Acute myeloid leukemia AML is a group of neoplasms arising from precursor cells committed to the myeloid cell-line differentiation. Top of the page – Article Outline.
Extramedullary accumulation of myeloid blasts in different tissues, mainly skin, can be observed and is known as myeloid sarcoma see this term. Disease definition Acute myeloid peucemie AML is a group of neoplasms arising from precursor cells committed to the myeloid cell-line differentiation.

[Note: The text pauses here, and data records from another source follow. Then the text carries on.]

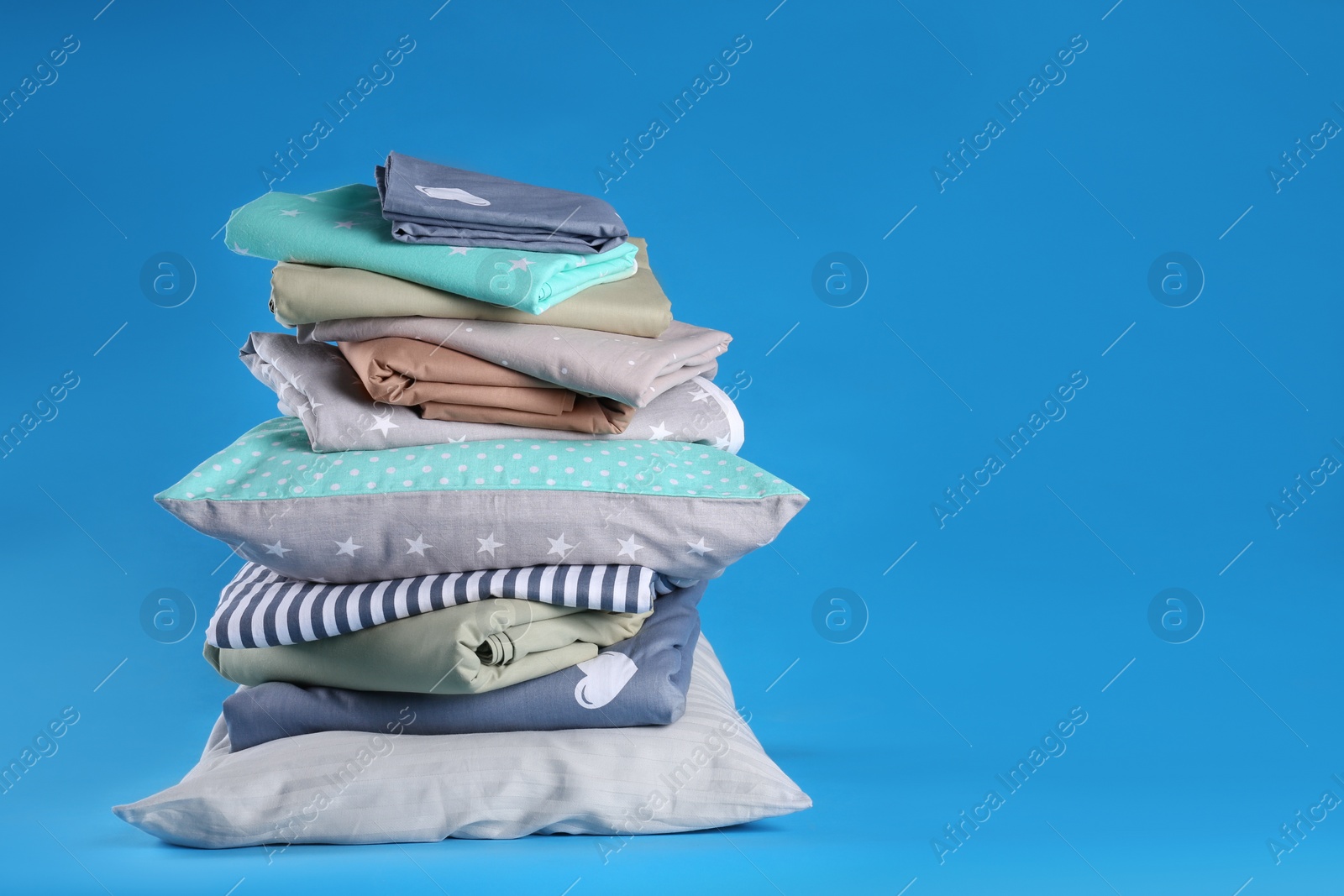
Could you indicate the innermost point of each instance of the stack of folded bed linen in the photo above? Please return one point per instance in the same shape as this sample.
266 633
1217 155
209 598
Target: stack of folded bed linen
476 537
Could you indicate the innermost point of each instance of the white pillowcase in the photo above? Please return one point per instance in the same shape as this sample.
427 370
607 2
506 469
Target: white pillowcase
705 770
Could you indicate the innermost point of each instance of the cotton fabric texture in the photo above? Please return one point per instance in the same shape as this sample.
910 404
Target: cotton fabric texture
627 369
262 609
470 647
447 385
343 228
308 293
638 681
705 770
313 383
687 511
430 203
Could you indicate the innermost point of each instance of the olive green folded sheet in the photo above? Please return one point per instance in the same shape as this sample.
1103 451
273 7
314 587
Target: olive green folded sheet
470 647
311 295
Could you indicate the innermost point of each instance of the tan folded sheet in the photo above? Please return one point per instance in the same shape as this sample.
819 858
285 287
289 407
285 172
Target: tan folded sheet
450 385
309 295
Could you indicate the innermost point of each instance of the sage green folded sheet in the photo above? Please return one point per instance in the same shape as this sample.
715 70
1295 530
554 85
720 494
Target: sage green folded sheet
311 295
343 228
470 647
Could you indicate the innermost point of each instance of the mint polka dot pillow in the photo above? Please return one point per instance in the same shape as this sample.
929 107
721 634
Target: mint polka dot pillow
687 511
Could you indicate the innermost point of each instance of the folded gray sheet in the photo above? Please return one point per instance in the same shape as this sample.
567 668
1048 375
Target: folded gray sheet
632 369
315 383
638 681
430 203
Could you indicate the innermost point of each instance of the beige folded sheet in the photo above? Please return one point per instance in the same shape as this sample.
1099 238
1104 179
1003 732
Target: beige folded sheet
309 295
447 385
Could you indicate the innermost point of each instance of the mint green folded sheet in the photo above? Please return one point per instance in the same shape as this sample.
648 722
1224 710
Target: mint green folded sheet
344 228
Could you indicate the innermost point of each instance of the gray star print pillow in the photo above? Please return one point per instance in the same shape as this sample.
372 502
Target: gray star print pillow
687 511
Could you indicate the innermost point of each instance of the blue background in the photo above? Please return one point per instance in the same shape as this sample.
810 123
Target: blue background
991 293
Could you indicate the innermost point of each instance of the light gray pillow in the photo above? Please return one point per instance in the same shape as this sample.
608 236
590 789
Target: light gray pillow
705 770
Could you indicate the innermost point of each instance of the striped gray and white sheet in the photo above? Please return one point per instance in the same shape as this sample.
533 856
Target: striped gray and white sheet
264 609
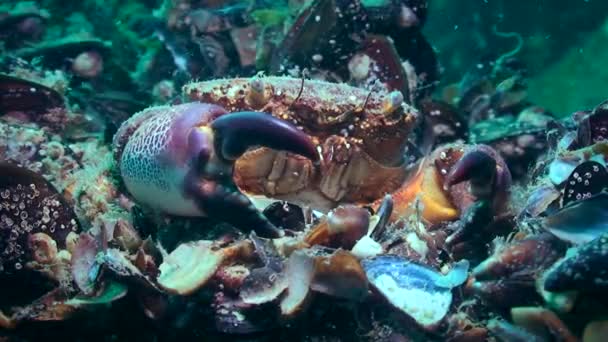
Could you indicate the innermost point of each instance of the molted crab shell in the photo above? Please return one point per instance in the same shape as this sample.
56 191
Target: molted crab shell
361 137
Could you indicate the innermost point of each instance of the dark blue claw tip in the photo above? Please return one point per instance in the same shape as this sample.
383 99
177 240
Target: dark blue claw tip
237 132
473 165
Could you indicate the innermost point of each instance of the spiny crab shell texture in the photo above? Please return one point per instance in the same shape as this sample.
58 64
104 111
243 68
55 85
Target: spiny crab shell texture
361 136
31 212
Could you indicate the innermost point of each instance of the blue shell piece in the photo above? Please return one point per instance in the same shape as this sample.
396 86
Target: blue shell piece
421 292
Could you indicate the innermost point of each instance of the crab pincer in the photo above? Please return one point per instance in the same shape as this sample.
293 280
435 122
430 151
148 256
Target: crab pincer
179 159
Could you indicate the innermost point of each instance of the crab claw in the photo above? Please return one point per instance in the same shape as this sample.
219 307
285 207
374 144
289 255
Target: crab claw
484 169
179 159
237 132
475 165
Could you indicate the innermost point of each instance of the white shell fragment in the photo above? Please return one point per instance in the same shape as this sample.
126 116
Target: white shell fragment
189 267
420 292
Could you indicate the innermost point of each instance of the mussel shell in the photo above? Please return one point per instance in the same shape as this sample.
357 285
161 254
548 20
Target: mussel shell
17 94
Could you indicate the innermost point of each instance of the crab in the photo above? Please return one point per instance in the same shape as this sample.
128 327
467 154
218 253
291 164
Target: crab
360 135
178 160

Some drugs such as azacitidine or decitabine are available for the treatment of elderly AML patients under specific circumstances. The owners of this website hereby guarantee to respect the legal confidentiality conditions, applicable in France, and not to disclose this data to third parties. Etiology Pathogenesis of AML is still unclear but a two-hit model has been suggested as the probable mechanism for leukemogenesis.

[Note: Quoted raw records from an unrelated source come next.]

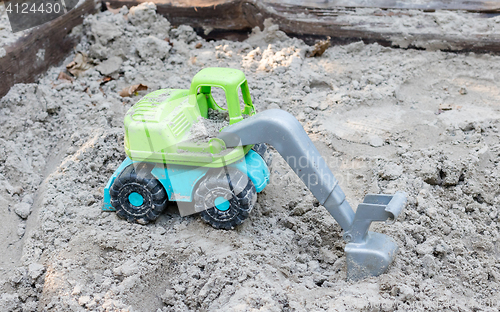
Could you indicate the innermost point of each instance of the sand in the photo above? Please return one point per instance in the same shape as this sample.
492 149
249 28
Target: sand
385 119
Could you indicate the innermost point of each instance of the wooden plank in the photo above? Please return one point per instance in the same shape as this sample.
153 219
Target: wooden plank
316 19
44 46
427 5
387 22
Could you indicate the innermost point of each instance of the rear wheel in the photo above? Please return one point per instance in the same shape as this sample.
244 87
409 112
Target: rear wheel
225 198
137 195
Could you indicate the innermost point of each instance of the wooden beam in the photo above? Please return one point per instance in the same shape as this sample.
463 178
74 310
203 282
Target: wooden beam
426 24
320 18
426 5
43 47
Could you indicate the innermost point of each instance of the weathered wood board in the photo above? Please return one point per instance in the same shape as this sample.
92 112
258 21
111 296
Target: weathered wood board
44 46
451 25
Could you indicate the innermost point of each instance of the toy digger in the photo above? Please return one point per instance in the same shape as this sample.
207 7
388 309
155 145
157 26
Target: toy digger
222 175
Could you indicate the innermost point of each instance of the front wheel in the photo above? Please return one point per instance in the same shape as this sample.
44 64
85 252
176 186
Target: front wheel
137 195
225 198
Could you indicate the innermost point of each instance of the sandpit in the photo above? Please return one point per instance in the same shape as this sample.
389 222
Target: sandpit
385 120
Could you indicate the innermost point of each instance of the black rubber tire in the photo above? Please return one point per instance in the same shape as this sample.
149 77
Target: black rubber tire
235 187
138 178
263 150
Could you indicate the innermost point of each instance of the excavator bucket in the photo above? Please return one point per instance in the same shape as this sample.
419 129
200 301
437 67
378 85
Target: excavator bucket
368 253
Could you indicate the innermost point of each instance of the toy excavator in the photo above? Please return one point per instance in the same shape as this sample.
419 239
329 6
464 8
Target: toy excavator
222 175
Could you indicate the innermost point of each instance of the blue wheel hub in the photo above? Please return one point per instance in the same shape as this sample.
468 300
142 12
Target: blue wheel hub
136 199
221 203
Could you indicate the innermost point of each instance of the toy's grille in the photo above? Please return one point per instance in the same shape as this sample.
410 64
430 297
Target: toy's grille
181 123
145 111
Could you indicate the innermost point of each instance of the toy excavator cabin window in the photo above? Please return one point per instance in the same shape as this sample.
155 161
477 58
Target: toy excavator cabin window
217 98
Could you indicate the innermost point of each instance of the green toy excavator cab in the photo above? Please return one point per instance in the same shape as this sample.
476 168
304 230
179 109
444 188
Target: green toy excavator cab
165 163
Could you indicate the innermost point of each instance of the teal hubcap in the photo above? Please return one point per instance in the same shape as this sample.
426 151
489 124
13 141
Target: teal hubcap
136 199
221 203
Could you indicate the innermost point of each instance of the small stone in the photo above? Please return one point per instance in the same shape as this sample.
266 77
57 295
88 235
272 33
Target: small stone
424 249
324 105
84 300
376 141
35 270
110 65
23 210
21 229
391 171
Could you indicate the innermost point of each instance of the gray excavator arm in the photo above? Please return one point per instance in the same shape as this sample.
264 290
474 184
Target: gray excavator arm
368 253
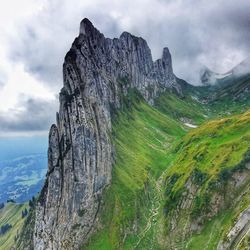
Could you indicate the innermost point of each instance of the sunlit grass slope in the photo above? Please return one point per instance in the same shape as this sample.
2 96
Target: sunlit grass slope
11 214
142 135
208 157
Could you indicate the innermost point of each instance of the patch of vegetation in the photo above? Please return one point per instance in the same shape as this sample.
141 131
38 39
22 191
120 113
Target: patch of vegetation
11 223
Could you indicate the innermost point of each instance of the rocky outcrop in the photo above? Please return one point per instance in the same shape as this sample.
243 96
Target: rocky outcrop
96 71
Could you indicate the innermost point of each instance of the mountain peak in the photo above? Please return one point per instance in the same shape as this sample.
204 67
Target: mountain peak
86 27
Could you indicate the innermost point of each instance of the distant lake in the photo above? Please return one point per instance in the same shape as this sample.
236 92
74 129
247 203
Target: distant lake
23 166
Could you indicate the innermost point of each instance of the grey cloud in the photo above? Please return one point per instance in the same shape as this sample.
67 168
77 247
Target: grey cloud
215 33
37 115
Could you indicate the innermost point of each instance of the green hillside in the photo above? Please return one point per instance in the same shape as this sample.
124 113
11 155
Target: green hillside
156 158
11 214
180 178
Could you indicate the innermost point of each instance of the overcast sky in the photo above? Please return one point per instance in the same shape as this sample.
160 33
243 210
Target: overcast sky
36 34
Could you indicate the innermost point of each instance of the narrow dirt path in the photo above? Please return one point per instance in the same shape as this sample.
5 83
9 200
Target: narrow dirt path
156 204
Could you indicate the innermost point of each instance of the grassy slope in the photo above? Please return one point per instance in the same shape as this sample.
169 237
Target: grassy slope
212 152
12 214
142 137
145 139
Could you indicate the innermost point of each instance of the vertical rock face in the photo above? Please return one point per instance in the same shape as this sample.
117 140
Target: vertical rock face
96 71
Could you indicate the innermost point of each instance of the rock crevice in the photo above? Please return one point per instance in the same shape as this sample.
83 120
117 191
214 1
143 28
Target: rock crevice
80 150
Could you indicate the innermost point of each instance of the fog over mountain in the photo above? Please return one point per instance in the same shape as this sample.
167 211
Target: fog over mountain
36 34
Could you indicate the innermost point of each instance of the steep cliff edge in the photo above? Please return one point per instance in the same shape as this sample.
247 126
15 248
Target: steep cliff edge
97 71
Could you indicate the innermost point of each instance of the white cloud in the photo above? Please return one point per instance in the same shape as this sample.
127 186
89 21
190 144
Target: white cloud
36 34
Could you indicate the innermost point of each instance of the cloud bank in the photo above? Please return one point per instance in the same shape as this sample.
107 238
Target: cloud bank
36 37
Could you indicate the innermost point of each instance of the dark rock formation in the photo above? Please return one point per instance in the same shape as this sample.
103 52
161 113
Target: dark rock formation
96 71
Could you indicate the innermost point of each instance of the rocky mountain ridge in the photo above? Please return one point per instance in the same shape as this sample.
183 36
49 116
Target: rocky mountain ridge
97 72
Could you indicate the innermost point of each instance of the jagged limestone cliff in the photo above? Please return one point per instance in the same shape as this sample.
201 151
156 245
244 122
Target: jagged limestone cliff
97 71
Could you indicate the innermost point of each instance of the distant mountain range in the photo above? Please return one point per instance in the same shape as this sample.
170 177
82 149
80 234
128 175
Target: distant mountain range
138 158
208 77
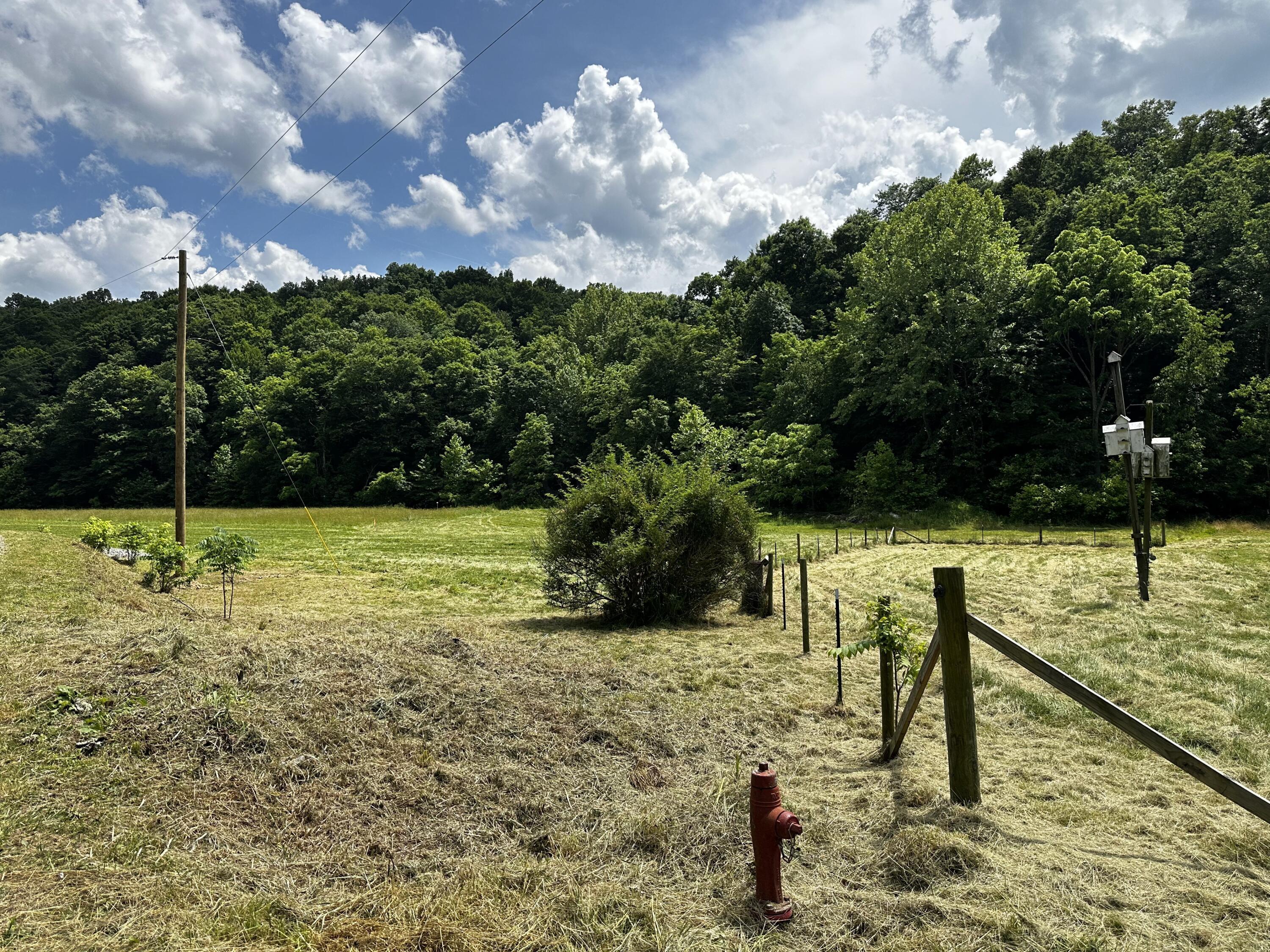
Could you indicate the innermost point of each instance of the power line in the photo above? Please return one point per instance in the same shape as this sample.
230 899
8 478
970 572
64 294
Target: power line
393 129
294 124
268 436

AML manifests by fever, pallor, anemia, hemorrhages and recurrent infections. Testes are usually not affected. Only comments seeking to improve the quality and accuracy of information on the Orphanet website are accepted. Based on stratification, patients can be treated with chemotherapy consolidation or allogenic hematopoietic stem cell transplantation HSCT.
Differential diagnosis Differential diagnosis includes megaloblastic anaemia, myelodysplastic syndromes, acute lymphoblastic leukemia, acute biphenotypic leukemia, chronic myeloid leukemia myeloid blast phaseand metastases of tumors such rhabdomyosarcoma and neuroblastoma leuvemie these terms.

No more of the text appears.